27 de septiembre de 2013

Una especie de milagro


Quería escribir una entrada feliz. Algo alegre y novedoso. Pero no me siento así ahora mismo. Estoy agotada. Veo cómo el tiempo pasa veloz y no puedo hacer nada para pararlo y darme un respiro. "Aprovecha el momento, no te agobies". Qué típico. No sé ni cuántas veces lo he oído y, sin embargo, es algo que ni me planteo. La realización de mis metas y sueños dependen en parte de que ahora esté agobiada y dé el máximo de mi en lo que lo tengo que dar.


Pero algunos días...bueno, es un quiero y no puedo. Me pasan cosas buenas y ni siquiera tengo un momento para sentirme contenta por ellas.
Empiezo las mañanas con energía. La música ayuda y camino hacia la universidad preparada, con ganas y medio bailando. Sin embargo, pasan las horas, el cansancio empieza a hacer aparición y se encarga de cambiarme el humor y, en ocasiones, el estado de ánimo. Pienso en todo lo que tengo que hacer antes de que se acabe el día y me resulta imposible no sentir cómo el agobio y el pánico se apoderan de mí. No tengo tantas horas en el día. Por un instante me siento perdida y abandonada. Luego recuerdo que forma parte de mi sueño y que debo luchar por conseguirlo. Cueste lo que cueste. 
Así son mis días, uno tras otro. En fila india hasta que llegue Diciembre o Enero y pueda descansar. 


Todo parece oscuro y retorcido y cuando crees que la monotonía es un túnel sin salida, aparece la luz. Mi luz. Mi causa perdida. Alguien que parece tener mil problemas y no sabe cómo resolverlos. Alguien que utiliza un juego para evadirse de la realidad. Alguien que me recuerda a alguien.

Y me hace reír. Me divierto hablando con él o al menos intentándolo. Pero es emocionante, es lo que me da vida. Como él diría: "YOSH". Me hace plantearme muchas cosas. Me intriga. Es muy bueno y él ni siquiera lo sabe. Me gusta la persona. O quizás la causa perdida, aún no lo sé. El caso es que me emociona cada noche y me hace sonreír con ganas. Soy consciente de lo absurdo que es pero no puedo dejarlo estar. Me da igual que los impedimentos sean cien mil millones, el simple hecho de hablar ya hace más interesante mi día. 

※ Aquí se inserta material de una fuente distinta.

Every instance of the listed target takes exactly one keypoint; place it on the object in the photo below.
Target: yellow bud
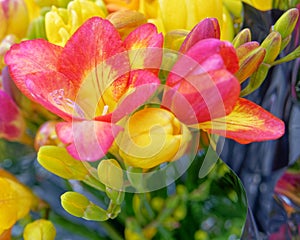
(286, 23)
(58, 161)
(260, 5)
(126, 21)
(272, 44)
(61, 23)
(79, 206)
(14, 18)
(111, 174)
(15, 200)
(180, 14)
(152, 136)
(39, 230)
(46, 135)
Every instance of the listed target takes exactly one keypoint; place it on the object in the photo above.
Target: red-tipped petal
(142, 85)
(206, 55)
(91, 54)
(205, 96)
(87, 140)
(55, 92)
(144, 46)
(30, 57)
(207, 28)
(247, 123)
(12, 125)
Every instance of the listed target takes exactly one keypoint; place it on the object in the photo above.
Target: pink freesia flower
(204, 93)
(12, 124)
(84, 81)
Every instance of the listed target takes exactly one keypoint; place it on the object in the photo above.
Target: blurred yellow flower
(16, 200)
(39, 230)
(260, 5)
(61, 23)
(14, 18)
(152, 136)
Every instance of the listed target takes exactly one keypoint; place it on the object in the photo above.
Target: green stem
(111, 232)
(293, 55)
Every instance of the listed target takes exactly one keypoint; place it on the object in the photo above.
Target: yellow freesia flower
(39, 230)
(152, 136)
(260, 5)
(16, 200)
(14, 18)
(61, 23)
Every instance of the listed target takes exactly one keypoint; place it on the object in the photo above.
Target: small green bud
(285, 42)
(180, 212)
(286, 23)
(37, 28)
(272, 44)
(78, 205)
(242, 37)
(110, 173)
(116, 196)
(250, 56)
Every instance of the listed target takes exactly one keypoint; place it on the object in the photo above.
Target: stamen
(57, 97)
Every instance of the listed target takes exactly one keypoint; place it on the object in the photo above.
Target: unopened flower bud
(207, 28)
(152, 136)
(242, 37)
(272, 44)
(286, 23)
(78, 205)
(39, 230)
(111, 174)
(246, 48)
(250, 63)
(58, 161)
(256, 79)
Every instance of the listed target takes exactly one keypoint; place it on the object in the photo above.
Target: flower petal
(87, 140)
(12, 124)
(55, 92)
(93, 43)
(144, 46)
(30, 57)
(247, 123)
(202, 97)
(207, 28)
(142, 85)
(208, 54)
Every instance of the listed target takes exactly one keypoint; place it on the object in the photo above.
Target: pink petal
(87, 140)
(30, 57)
(144, 47)
(12, 124)
(203, 97)
(142, 85)
(247, 123)
(206, 55)
(95, 50)
(207, 28)
(55, 92)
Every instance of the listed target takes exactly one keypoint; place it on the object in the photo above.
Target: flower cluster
(127, 94)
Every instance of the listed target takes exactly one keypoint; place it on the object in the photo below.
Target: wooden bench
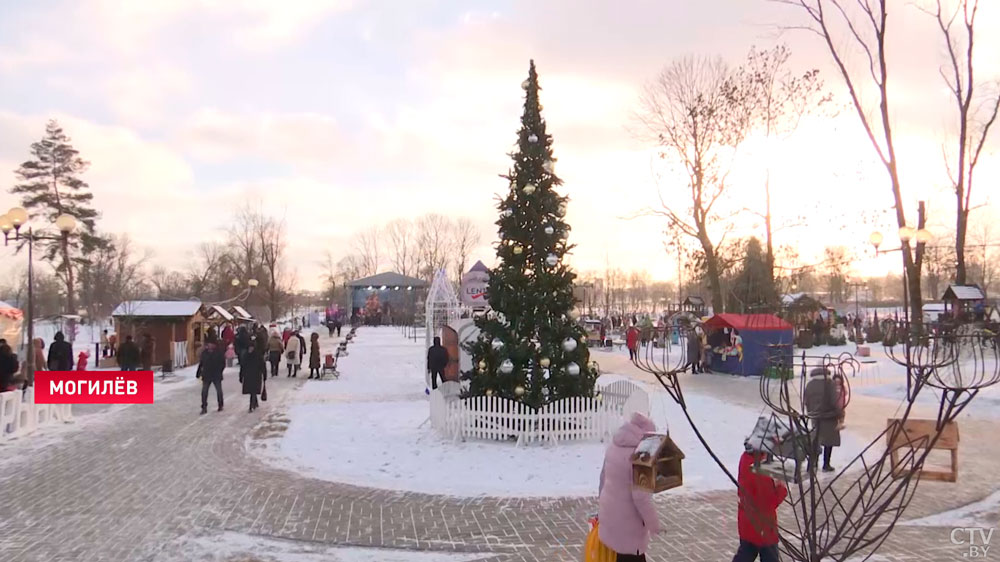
(917, 434)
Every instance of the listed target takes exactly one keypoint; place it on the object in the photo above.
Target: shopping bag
(595, 550)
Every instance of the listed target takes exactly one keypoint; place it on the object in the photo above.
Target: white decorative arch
(442, 305)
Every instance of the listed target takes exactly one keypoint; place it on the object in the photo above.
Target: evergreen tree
(50, 186)
(530, 347)
(753, 287)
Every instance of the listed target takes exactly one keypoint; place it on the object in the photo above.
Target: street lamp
(15, 220)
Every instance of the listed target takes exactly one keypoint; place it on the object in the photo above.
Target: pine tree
(530, 348)
(50, 186)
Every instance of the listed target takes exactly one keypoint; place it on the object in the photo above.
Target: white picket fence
(19, 415)
(495, 418)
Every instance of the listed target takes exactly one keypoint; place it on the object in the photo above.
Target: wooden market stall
(177, 327)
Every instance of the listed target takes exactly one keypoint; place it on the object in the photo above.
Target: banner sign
(474, 284)
(94, 387)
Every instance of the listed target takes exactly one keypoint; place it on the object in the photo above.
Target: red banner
(94, 387)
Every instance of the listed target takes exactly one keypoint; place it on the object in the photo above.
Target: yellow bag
(594, 550)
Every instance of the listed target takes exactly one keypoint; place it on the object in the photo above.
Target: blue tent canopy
(753, 339)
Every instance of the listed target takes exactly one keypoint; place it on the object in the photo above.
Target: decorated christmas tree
(530, 346)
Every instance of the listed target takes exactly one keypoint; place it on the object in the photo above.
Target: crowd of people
(256, 349)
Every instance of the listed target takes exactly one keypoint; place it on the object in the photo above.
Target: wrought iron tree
(855, 510)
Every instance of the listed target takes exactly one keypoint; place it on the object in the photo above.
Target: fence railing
(495, 418)
(19, 415)
(179, 356)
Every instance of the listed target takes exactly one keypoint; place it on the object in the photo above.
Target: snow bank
(227, 546)
(370, 429)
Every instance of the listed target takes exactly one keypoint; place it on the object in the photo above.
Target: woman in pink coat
(626, 517)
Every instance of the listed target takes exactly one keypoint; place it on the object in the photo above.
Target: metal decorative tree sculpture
(852, 511)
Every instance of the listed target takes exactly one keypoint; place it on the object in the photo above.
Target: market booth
(742, 343)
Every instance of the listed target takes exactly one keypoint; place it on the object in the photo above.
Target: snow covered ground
(370, 429)
(236, 547)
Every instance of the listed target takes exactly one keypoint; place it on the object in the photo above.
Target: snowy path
(160, 483)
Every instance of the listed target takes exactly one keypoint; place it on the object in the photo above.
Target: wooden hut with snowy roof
(177, 327)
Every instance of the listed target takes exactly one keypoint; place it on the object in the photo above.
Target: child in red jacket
(760, 497)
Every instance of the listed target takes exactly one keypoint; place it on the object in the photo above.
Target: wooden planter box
(656, 464)
(917, 434)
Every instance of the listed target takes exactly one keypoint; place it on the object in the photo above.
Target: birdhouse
(656, 463)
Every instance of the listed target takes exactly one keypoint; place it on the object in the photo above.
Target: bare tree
(272, 242)
(780, 99)
(465, 237)
(696, 114)
(433, 241)
(976, 113)
(862, 25)
(367, 247)
(402, 251)
(206, 269)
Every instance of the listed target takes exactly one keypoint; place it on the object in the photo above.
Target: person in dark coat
(821, 398)
(757, 518)
(128, 355)
(60, 354)
(147, 352)
(210, 368)
(253, 373)
(693, 352)
(437, 360)
(8, 368)
(314, 355)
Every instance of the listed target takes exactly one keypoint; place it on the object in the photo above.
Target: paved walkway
(133, 485)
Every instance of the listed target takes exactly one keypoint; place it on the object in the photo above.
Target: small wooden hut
(177, 327)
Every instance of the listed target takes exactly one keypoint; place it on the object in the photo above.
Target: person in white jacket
(293, 355)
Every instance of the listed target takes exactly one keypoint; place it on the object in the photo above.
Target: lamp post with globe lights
(13, 225)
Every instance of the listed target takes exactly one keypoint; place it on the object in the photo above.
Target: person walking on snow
(314, 355)
(302, 350)
(60, 354)
(821, 399)
(253, 373)
(274, 351)
(210, 368)
(632, 342)
(128, 355)
(757, 516)
(626, 514)
(437, 360)
(293, 356)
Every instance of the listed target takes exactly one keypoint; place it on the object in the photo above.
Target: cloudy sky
(341, 114)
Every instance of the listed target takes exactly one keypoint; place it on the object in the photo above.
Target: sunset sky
(341, 114)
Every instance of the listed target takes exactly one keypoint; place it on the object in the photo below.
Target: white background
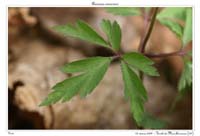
(77, 3)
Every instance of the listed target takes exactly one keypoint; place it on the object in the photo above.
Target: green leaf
(135, 91)
(113, 33)
(83, 84)
(84, 65)
(141, 63)
(187, 34)
(186, 76)
(106, 26)
(149, 121)
(115, 39)
(67, 88)
(82, 31)
(94, 76)
(124, 11)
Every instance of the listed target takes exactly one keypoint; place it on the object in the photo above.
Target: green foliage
(186, 76)
(171, 18)
(82, 31)
(140, 62)
(124, 11)
(83, 83)
(135, 91)
(113, 33)
(92, 70)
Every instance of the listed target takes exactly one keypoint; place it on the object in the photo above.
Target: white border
(86, 3)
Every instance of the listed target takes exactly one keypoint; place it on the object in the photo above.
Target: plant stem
(176, 53)
(148, 32)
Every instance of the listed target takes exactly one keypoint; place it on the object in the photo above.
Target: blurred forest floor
(35, 53)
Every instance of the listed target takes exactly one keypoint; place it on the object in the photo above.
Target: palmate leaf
(82, 31)
(113, 33)
(83, 83)
(136, 92)
(124, 11)
(140, 62)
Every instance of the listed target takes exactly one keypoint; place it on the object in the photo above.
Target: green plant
(92, 70)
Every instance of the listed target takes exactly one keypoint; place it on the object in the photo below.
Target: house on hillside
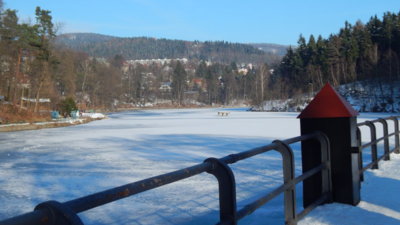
(165, 87)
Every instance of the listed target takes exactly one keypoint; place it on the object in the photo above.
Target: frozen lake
(66, 163)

En cambio no. No siento nada fuerte ni trascendental. Mi mundo no depende de ello, pero mejora y eso es suficiente para que no pueda abandonarlo. Es el milagro del nacimiento de una amistad que no esperabas. La alegría de saber que hay alguien ajeno a ti que te entiende y, de cierta manera, te necesita. Así que no, no puedo abandonarlo. No ahora. No nunca. (Espero)

18 de septiembre de 2013

"Porque cuando descubras lo poderosos que son tus pensamientos..."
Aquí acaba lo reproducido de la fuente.